Flow of Money - Algorithm 1

VDO Report Chart


Building a new pipeline that’s sustainable, realistic and aligned around a singular purpose will take buy-in from everyone. “Everything is derivative of alignment,” says Chief Financial Officer David Browdy, M.B.A. To start the process, we hosted a retreat this past spring and invited the chairs of our 22 basic science and clinical departments, the deans of five schools and colleges and a handful of leaders from the hospitals and medical group. The fundamental questions we explored were: Who are we? And how do we want to move forward?

Harvard business strategist Michael Porter, Ph.D., M.B.A., says, “Sound strategy starts with having the right goal.” Out of that retreat, we determined that our goal, our mission, is to advance health. Everything we do – discovery, education and clinical care – will focus on taking care of the health and well-being of the population we serve, not just during episodes of care but throughout their lifetime.

“In our current system, the best strategy for our cardiovascular service line is to sell cigarettes, not prevent disease,” says Chair of Surgery Sam Finlayson, M.D., M.P.H. “I want to be paid to keep people healthy, not just to treat them when they’re sick.”

Chair of Internal Medicine John Hoidal, M.D., agrees. “I want to see medicine operate where the patient always comes first, and that our commitment is to their health and well-being. When we’re driven by a social desire to help the population, everything flows from there.”

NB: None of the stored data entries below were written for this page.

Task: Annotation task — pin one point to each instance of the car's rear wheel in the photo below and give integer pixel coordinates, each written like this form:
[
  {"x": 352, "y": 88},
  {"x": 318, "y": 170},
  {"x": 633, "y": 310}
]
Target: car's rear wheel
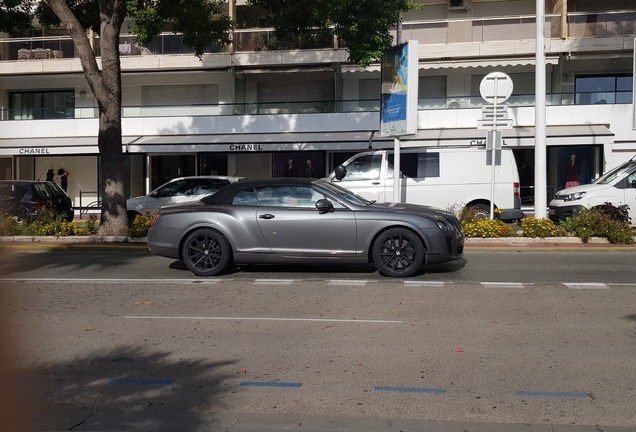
[
  {"x": 207, "y": 252},
  {"x": 482, "y": 211},
  {"x": 398, "y": 252}
]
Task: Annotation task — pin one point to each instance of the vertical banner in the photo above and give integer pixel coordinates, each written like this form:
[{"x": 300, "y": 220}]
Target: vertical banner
[
  {"x": 398, "y": 105},
  {"x": 634, "y": 91}
]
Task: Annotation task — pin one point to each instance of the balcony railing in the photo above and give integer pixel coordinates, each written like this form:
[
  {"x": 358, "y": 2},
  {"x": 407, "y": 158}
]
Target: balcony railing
[
  {"x": 322, "y": 106},
  {"x": 427, "y": 32}
]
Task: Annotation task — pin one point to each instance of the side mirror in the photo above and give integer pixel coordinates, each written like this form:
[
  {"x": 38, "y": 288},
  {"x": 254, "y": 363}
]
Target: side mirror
[
  {"x": 340, "y": 172},
  {"x": 324, "y": 206}
]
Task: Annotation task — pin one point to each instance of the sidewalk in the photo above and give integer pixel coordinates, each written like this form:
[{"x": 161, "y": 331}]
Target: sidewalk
[{"x": 190, "y": 422}]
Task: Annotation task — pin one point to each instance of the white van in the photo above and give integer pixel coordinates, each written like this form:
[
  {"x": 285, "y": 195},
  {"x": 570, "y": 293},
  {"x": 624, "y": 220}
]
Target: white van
[
  {"x": 447, "y": 178},
  {"x": 617, "y": 187}
]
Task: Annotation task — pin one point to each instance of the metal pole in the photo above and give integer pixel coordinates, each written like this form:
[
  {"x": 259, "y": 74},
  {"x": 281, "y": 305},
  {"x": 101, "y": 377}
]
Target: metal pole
[
  {"x": 540, "y": 171},
  {"x": 396, "y": 170},
  {"x": 493, "y": 151}
]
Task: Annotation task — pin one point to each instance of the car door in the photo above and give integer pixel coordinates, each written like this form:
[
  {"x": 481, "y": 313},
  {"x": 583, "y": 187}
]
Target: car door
[
  {"x": 366, "y": 177},
  {"x": 292, "y": 226}
]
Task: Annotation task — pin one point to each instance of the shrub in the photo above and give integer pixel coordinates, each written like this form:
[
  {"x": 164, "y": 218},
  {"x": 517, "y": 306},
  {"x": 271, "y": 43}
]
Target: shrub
[
  {"x": 140, "y": 226},
  {"x": 8, "y": 226},
  {"x": 598, "y": 222},
  {"x": 534, "y": 227},
  {"x": 486, "y": 228}
]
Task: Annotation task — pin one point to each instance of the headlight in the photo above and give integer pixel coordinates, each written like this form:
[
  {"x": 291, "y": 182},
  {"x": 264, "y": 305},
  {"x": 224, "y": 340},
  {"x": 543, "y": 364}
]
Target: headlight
[
  {"x": 444, "y": 225},
  {"x": 573, "y": 196}
]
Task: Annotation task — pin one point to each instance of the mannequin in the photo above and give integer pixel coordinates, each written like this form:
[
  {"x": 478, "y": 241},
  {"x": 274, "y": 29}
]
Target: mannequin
[{"x": 572, "y": 171}]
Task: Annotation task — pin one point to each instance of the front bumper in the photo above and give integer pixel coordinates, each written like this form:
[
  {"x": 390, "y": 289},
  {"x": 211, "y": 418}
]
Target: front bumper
[
  {"x": 560, "y": 213},
  {"x": 510, "y": 215}
]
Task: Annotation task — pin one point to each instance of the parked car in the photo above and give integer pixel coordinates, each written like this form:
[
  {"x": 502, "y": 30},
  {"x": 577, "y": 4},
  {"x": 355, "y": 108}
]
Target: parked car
[
  {"x": 301, "y": 221},
  {"x": 22, "y": 199},
  {"x": 440, "y": 177},
  {"x": 617, "y": 187},
  {"x": 179, "y": 190}
]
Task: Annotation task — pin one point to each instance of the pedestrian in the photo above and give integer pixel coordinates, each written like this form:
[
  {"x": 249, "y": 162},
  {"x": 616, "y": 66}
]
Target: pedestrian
[{"x": 63, "y": 178}]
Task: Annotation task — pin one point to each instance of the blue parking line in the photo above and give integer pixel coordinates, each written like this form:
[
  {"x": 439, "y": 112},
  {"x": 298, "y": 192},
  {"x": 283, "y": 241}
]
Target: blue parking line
[
  {"x": 142, "y": 381},
  {"x": 269, "y": 384},
  {"x": 564, "y": 395},
  {"x": 409, "y": 389}
]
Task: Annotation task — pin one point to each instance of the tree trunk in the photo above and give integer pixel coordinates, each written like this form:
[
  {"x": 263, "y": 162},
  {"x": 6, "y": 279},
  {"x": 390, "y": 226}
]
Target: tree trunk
[{"x": 106, "y": 86}]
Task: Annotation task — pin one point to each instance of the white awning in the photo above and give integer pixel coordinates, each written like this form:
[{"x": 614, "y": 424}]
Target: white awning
[
  {"x": 53, "y": 145},
  {"x": 520, "y": 136},
  {"x": 456, "y": 64},
  {"x": 252, "y": 142}
]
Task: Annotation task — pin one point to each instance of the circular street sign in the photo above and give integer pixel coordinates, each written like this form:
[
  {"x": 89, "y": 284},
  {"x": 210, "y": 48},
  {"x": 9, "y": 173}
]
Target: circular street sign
[{"x": 496, "y": 86}]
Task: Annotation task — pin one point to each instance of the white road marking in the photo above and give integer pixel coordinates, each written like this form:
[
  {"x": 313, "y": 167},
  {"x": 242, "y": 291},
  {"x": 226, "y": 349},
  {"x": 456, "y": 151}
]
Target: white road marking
[
  {"x": 273, "y": 281},
  {"x": 163, "y": 281},
  {"x": 348, "y": 282},
  {"x": 585, "y": 285},
  {"x": 265, "y": 319},
  {"x": 502, "y": 285},
  {"x": 425, "y": 283}
]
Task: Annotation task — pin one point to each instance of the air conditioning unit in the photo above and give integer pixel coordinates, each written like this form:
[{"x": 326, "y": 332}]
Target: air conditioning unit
[
  {"x": 458, "y": 4},
  {"x": 456, "y": 103}
]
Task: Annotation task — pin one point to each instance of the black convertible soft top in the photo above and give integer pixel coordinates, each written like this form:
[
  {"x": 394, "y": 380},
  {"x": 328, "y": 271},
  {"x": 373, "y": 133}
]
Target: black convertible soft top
[{"x": 226, "y": 194}]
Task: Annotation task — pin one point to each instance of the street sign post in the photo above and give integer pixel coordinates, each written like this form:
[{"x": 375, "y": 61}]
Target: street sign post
[{"x": 495, "y": 88}]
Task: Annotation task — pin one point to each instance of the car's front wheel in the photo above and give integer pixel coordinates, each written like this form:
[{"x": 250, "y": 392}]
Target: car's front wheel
[
  {"x": 207, "y": 252},
  {"x": 398, "y": 252}
]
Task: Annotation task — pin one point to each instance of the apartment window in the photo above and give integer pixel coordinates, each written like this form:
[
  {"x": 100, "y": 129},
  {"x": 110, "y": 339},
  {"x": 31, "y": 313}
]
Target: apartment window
[
  {"x": 195, "y": 94},
  {"x": 57, "y": 104},
  {"x": 603, "y": 89}
]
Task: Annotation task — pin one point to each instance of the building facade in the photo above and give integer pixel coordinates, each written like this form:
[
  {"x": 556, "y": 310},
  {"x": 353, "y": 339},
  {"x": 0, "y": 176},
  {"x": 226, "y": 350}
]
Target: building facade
[{"x": 249, "y": 108}]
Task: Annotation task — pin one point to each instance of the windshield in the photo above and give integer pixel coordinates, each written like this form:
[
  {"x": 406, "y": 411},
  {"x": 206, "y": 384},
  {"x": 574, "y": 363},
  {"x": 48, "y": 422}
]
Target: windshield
[
  {"x": 618, "y": 172},
  {"x": 345, "y": 193}
]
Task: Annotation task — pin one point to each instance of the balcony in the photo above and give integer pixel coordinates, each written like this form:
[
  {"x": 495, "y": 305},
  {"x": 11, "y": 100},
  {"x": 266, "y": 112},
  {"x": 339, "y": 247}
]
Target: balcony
[
  {"x": 322, "y": 106},
  {"x": 481, "y": 30}
]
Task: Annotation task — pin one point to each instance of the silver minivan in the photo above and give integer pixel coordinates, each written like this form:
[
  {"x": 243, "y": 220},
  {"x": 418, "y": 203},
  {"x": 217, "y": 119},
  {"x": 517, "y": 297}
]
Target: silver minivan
[{"x": 617, "y": 187}]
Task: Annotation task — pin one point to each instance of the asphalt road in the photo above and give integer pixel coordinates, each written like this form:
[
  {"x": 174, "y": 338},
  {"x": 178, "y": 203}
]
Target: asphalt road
[{"x": 502, "y": 337}]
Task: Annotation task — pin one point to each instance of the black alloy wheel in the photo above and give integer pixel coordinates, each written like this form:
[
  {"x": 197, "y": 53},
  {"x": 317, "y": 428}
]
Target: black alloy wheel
[
  {"x": 207, "y": 252},
  {"x": 398, "y": 252}
]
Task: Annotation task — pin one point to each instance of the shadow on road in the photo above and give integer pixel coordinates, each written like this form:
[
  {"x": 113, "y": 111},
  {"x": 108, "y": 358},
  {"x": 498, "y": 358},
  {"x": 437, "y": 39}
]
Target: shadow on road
[
  {"x": 331, "y": 269},
  {"x": 127, "y": 380}
]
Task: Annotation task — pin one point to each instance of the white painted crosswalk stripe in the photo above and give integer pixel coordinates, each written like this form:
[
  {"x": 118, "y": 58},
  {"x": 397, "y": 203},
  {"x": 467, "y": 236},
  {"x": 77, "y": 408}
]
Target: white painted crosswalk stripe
[
  {"x": 502, "y": 285},
  {"x": 348, "y": 282},
  {"x": 585, "y": 285},
  {"x": 273, "y": 281}
]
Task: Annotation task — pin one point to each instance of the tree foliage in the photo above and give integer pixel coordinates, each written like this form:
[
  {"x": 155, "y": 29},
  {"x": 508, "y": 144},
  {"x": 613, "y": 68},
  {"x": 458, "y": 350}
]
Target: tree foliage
[{"x": 363, "y": 24}]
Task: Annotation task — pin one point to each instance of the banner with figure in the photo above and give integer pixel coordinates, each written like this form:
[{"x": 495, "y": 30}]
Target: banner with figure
[{"x": 398, "y": 107}]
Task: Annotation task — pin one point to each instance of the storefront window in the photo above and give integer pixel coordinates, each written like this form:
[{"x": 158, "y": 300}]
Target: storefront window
[{"x": 42, "y": 105}]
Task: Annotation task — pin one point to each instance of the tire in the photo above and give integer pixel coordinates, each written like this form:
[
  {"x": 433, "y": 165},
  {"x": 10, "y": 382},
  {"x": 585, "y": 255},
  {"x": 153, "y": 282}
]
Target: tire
[
  {"x": 482, "y": 211},
  {"x": 207, "y": 252},
  {"x": 398, "y": 252}
]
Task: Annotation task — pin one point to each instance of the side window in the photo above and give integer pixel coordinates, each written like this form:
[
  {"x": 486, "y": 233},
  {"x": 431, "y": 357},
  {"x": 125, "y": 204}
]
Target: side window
[
  {"x": 364, "y": 168},
  {"x": 416, "y": 165},
  {"x": 178, "y": 188},
  {"x": 210, "y": 186},
  {"x": 246, "y": 197},
  {"x": 427, "y": 165}
]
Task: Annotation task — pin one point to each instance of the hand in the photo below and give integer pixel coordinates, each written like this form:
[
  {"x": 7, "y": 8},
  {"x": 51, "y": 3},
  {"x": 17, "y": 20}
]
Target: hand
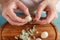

It’s no small feat to get a room full of dedicated leaders to agree, but it’s a different thing altogether to change an entire culture, especially when the future is so uncertain. “It’s really hard to go from something we know to something we don’t,” says Browdy, when asked what keeps him up at night. “We have an entire system and lots of smart people within it who need to change.”

Darrell Kirch, M.D., president and CEO of the Association of American Medical Colleges, recently said about change: “It’s almost as if you have to mount a campaign to win the hearts and minds of people.”

One mission. One system. How that looks, what that means, how we change is still unfolding. One thing we know for sure: What we’ve done in the past will not take us to where we need – and want – to go. “We need a whole new vision,” says Lee. “And organizations like ours are the ones that can come up with the good ideas and innovative solutions.”